Essa frase é pronunciada repetidas vezes por um dos personagens mais icônicos e belos da sétima arte, a saber, Forrest Gump. Ao ouvirmos tal frase, aparentemente simples, sentimo-nos extremamente tocados e passamos a refletir sobre o seu significado, já que uma das nossas maiores inquietações existenciais é saber o que de fato é a vida.
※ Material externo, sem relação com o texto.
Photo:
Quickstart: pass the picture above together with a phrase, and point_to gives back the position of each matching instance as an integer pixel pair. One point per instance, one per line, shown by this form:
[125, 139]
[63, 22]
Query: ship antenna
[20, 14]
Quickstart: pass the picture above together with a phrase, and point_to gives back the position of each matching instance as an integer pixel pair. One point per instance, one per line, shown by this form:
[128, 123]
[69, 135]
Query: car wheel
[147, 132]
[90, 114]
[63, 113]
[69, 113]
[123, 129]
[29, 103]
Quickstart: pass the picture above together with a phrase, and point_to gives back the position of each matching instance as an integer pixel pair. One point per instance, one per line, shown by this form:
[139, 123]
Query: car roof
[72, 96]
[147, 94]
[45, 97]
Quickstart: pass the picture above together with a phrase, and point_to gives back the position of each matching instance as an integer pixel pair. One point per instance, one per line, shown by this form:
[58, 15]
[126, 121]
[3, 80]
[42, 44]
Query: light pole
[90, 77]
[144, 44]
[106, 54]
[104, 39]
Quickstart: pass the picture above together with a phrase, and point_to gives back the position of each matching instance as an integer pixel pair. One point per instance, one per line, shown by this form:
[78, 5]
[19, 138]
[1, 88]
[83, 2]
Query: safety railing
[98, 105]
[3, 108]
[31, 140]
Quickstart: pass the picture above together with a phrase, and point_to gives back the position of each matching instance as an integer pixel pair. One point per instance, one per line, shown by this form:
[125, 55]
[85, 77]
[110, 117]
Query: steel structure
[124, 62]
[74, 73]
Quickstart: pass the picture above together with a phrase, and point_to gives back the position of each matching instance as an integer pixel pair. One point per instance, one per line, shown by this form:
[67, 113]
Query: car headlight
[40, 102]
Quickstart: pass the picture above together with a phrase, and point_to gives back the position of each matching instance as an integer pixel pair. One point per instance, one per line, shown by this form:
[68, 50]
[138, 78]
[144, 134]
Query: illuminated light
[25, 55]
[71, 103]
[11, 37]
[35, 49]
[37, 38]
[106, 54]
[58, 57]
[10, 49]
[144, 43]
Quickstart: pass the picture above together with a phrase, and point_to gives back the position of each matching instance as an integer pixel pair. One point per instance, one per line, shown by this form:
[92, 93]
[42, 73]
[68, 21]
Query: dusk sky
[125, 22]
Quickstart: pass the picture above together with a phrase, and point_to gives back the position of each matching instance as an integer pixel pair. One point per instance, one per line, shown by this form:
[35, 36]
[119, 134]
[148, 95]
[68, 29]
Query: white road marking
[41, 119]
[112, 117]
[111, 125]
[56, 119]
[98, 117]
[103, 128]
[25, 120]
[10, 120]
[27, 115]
O filme do diretor Robert Zemeckis é uma daquelas obras em que tudo está em seu devido lugar e se encaixa perfeitamente. Através de uma história simples, o filme consegue trazer reflexões filosóficas profundas e, o mais importante, de um jeito poético, leve e lúdico. É uma das poucas obras, sejam livros ou filmes, em que essa filopoesia funciona perfeitamente. Como é um filme grandioso, há várias interpretações sobre ele, mas acredito piamente na mensagem que sinto toda vez que assisto, qual seja, a inquietude diante da vida, da qual pouco sabemos ou não sabemos nada, e o que devemos fazer durante a nossa caminhada, ainda que não saibamos verdadeiramente como é o fim da estrada.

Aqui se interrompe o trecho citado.